Tim didn’t answer her, already stalking toward his quarry.
Bevin immediately went on alert when she spotted the jolly white giant of a man, except his expression was anything but jolly. Though his stonewashed jeans were loose, they didn’t hide the muscles in his legs and thighs, and his white Polo shirt strained against his broad chest. His hair, the color of sun-burnished wheat, was wavy and cut economically yet stylishly about his head. He was clean-shaven, highlighting his chiseled cheeks and jaw, and a mouth that had Bevin licking her lips wanting to sample a taste. Whichever one in the group who had managed to reel him in was a lucky bitch indeed. She just hoped he weren’t an asshole.
She almost creamed her pants. His voice was smooth, deep, and decadent; and his Southern drawl made her bite her lip so she wouldn’t ask him to say her name again, which was notable since Charleston was full of men with Southern dialects. She nodded instead.
“I’m Tim Capshaw. Your friend said you didn’t drink alcohol, so I got you a Diet Coke. That all right?”
Bevin looked over at the bar where she saw Courtney with her hands underneath her chin as if in prayer. Bevin nodded again and got her equilibrium back.
“Coke’s fine, thanks,” Bevin said, and pointed to the bench across from her. “Have a seat.”
Tim raised his eyebrows, yet did as told, his mouth widening slightly. She tried not to stare.

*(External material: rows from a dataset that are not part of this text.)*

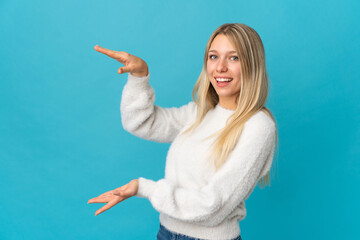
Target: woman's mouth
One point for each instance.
(223, 81)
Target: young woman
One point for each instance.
(222, 143)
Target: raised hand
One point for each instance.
(115, 196)
(134, 65)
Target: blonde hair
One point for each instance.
(252, 96)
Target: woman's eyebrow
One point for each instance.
(213, 50)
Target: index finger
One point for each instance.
(107, 206)
(105, 51)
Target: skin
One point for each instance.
(223, 61)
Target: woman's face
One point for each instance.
(224, 71)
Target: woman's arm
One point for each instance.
(230, 185)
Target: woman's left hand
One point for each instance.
(115, 196)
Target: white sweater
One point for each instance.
(193, 199)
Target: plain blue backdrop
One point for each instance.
(61, 139)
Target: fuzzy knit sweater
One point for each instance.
(193, 199)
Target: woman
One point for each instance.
(222, 143)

“You make this seem like a job interview.”
Bevin shrugged. “If that’s the way you feel, I won’t stop you.”
Tim cradled his beer bottle between his hands and stared at it. “I’m not sure how to proceed here.”
“What would you like to know?” Bevin asked, endeared by the fact he didn’t immediately start spouting lines or empty promises.
Tim licked his lips and looked at her. His sea-green eyes seemed to sear into her soul, and Bevin dropped her eyes immediately. She took a sip of her Coke and winced as the bubbles burned her nostrils.
“All right? Flat?” Tim asked, frowning at her.
“Fine, sorry,” she said with a small cough, scrunching up her nose. “It’s been a while since I had a soda.”
His frown deepened. “Shit, well, I’m sorry—what do you really want? Let me get you something you’d like.”
Bevin couldn’t stop her shiver and she cleared her throat, licking her lips. “Uh, a sweet tea or a lemonade—but you don’t have to.”
He grinned at her, and the fact his upper two front teeth were crooked did little to make her breathless from his smile. “I don’t mind. I aim to please.”
With a parting wink, he left the booth to slink back to the bar. Her eyes followed his progress, her body still quivering from his voice, her skin still burning from the heat of his gaze. This was the first time she’d ever wished she could be as free as the others in the Femme Crew, for she wouldn’t mind taking home that corn-fed redneck boy home for a night at all.
“What did she say?”
Tim blinked at the brunette from earlier, then ignored her question. “May I have a lemonade? No alcohol.”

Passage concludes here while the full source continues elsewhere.